Neelkanth would prefer to stick to bonds on a one-year time frame and expects equities to outperform all asset classes over a five year tenure.
Sonal Varma, ED and Chief India Economist, Nomura India
“The domestic situation has been satisfactory with 7.5% GDP growth considering a global slowdown. Reforms expectations were unrealistic and have now moderated. The biggest risk that India faces is that China disappoints further and outflow of foreign money. Banks average cost of deposits will stay high since they took high cost of deposits in the last two to three years and the Reserve Bank of India (RBI) has maintained tight liquidity as well. Globally volatility was suppressed during the last 4-5 years due to stimulus packages and their withdrawal will keep volatility elevated. Negative interest rates are not great for banks as their net interest margins are impacted.”
Domestically, Sonal believes that real estate macros are in a bad shape, which can lead to massive price correction or extended time correction. Inflation will be sticky and the RBI is expected to cut 25 bps of repo rate.
Paritosh Mathur, Executive Vice President, IDFC Bank Ltd.
“The government has been clearing many roadblocks for corporates and along with the RBI is working towards very healthy balance sheets in the country.

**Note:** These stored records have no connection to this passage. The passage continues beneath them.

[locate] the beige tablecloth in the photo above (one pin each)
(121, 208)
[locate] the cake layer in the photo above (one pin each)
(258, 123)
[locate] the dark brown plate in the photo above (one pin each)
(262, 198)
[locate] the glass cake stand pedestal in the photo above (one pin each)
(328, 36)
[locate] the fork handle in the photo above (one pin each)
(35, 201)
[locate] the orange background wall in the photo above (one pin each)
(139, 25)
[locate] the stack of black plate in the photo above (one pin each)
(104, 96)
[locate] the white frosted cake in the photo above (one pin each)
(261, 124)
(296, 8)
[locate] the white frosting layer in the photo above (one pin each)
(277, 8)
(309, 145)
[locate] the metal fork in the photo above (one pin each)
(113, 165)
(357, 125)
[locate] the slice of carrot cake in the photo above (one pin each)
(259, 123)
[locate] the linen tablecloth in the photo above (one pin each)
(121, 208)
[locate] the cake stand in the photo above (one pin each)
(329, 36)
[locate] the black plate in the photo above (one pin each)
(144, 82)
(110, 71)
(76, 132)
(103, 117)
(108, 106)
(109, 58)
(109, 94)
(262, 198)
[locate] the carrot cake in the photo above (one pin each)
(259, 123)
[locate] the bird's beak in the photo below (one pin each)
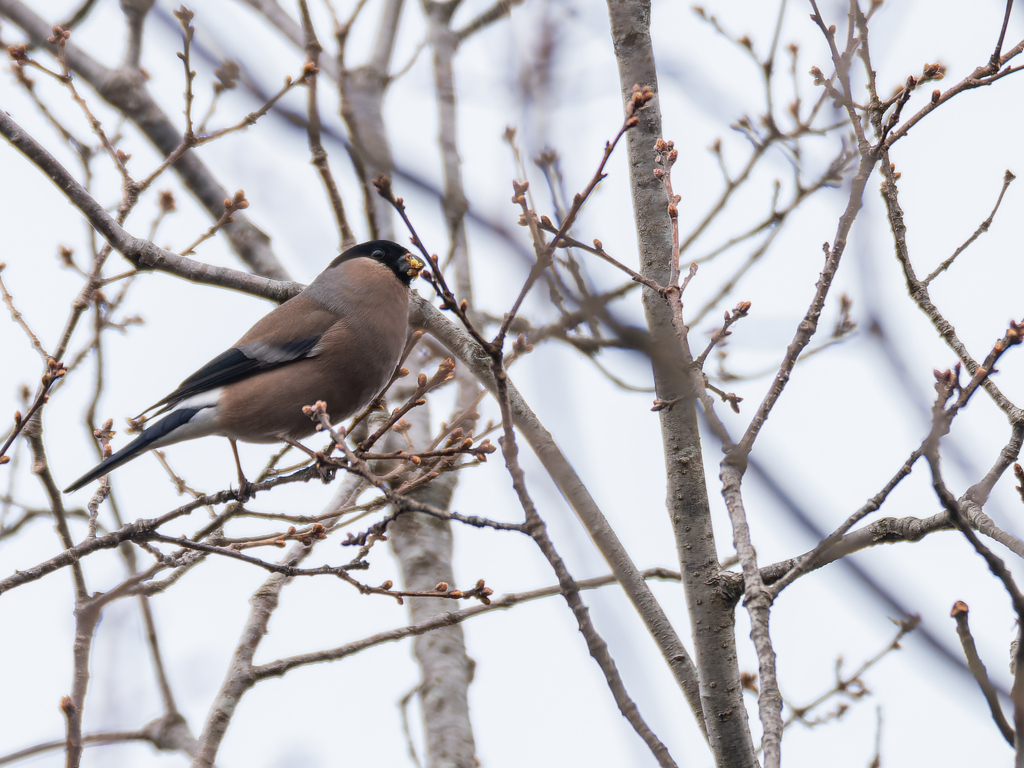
(413, 265)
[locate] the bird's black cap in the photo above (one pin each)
(397, 258)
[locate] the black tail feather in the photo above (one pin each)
(136, 448)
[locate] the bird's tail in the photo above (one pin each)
(151, 437)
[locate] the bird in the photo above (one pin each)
(340, 340)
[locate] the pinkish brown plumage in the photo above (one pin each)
(338, 341)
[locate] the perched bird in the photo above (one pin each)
(338, 341)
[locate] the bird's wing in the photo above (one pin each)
(289, 333)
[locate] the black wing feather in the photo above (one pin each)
(235, 365)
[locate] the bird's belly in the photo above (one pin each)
(268, 407)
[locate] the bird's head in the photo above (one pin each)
(396, 258)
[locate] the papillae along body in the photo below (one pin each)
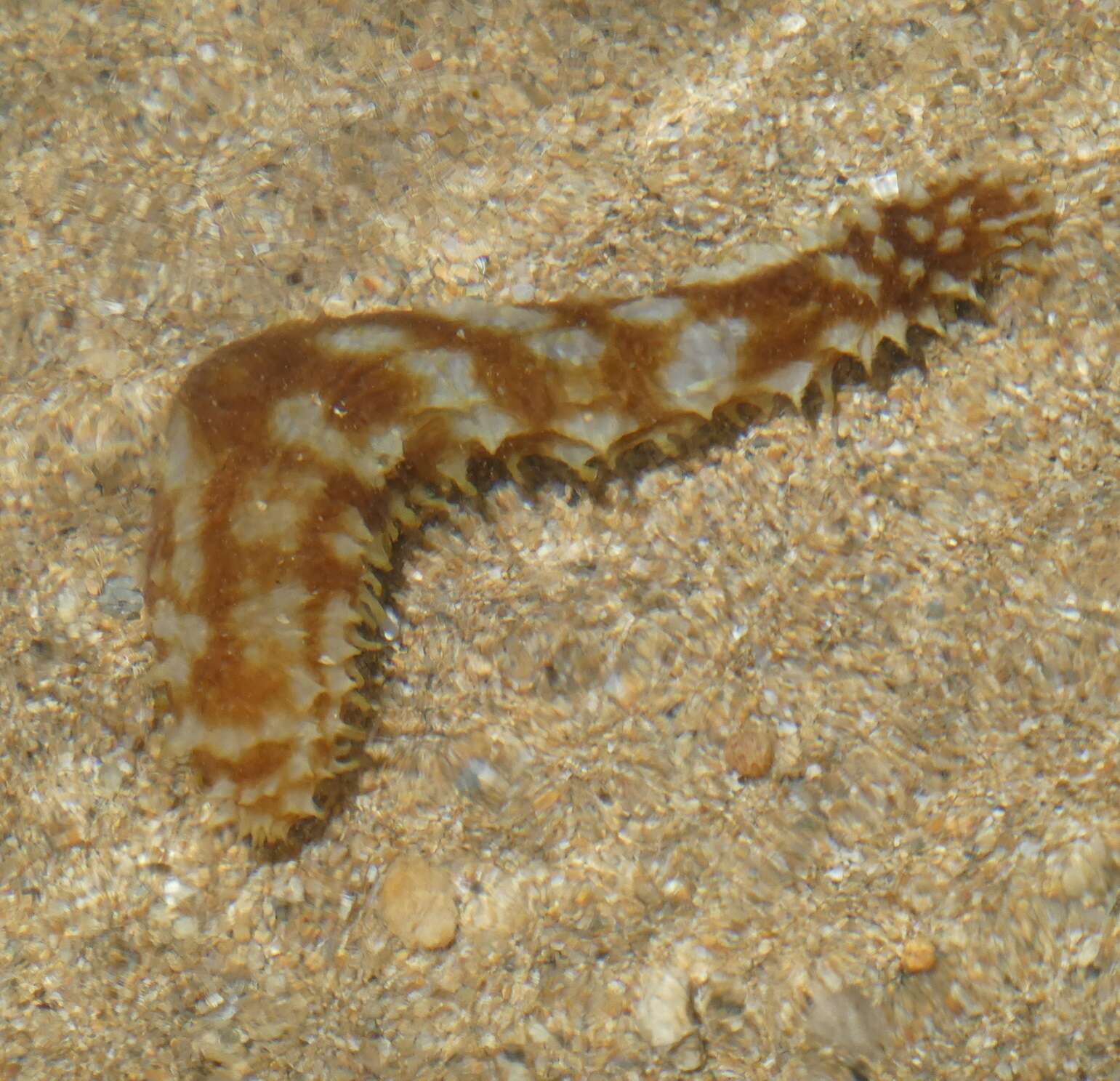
(298, 457)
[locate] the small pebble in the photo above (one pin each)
(418, 904)
(664, 1015)
(917, 956)
(751, 752)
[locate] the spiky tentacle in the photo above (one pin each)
(298, 456)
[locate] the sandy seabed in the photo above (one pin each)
(913, 603)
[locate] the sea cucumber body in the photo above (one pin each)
(297, 457)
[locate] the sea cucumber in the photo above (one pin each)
(299, 456)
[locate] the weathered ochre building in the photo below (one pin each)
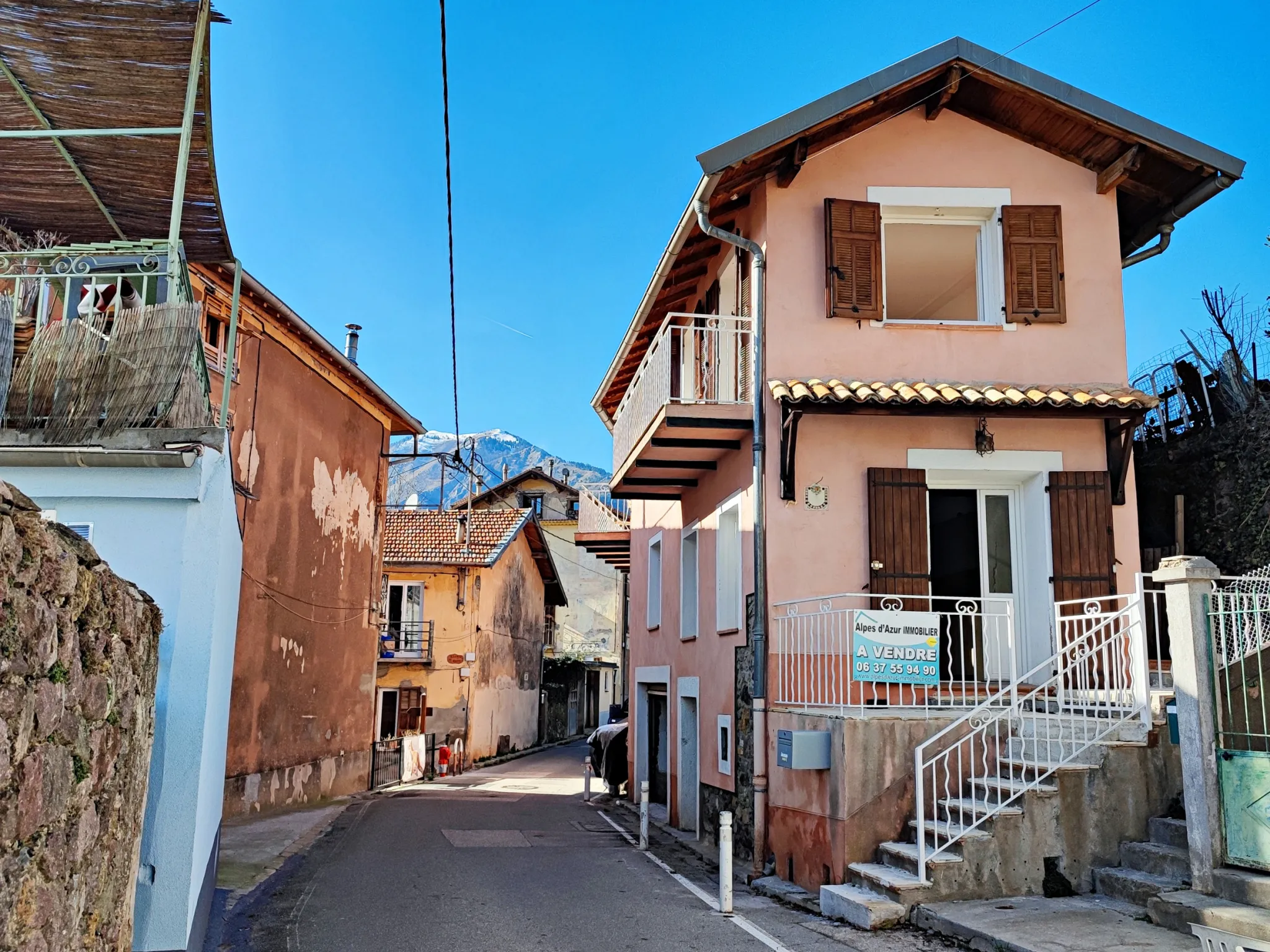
(310, 432)
(465, 599)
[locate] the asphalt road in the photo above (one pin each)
(512, 858)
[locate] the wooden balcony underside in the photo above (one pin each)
(682, 444)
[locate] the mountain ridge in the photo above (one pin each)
(494, 448)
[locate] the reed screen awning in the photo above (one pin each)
(106, 65)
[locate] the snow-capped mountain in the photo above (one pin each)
(493, 450)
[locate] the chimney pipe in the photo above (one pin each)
(351, 342)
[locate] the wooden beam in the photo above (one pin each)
(658, 482)
(680, 443)
(951, 81)
(1140, 190)
(733, 202)
(791, 164)
(676, 465)
(710, 423)
(1119, 170)
(698, 254)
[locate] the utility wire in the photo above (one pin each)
(450, 226)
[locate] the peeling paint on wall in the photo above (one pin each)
(343, 506)
(249, 461)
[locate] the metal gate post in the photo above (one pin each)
(1188, 582)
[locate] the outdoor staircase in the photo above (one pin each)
(1156, 875)
(992, 853)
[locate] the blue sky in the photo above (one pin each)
(574, 128)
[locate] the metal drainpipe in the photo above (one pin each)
(1219, 182)
(760, 630)
(230, 343)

Process of recognising stressed assets and sectors is done and plans have been put in place. Corporate balance sheets will start improving in the next two to three quarters. Private banks are placed much better due to higher capital adequacy and will benefit as foreign banks are facing issues. Banks who blend digital innovation with retail focus will benefit the most.”
Paritosh is of the view that supply of bonds will be there at the longer end of the yield curve whereas the shorter tenure yields would dip below 7%.
Kishor concluded the event by announcing the winners of the FY16 predictions.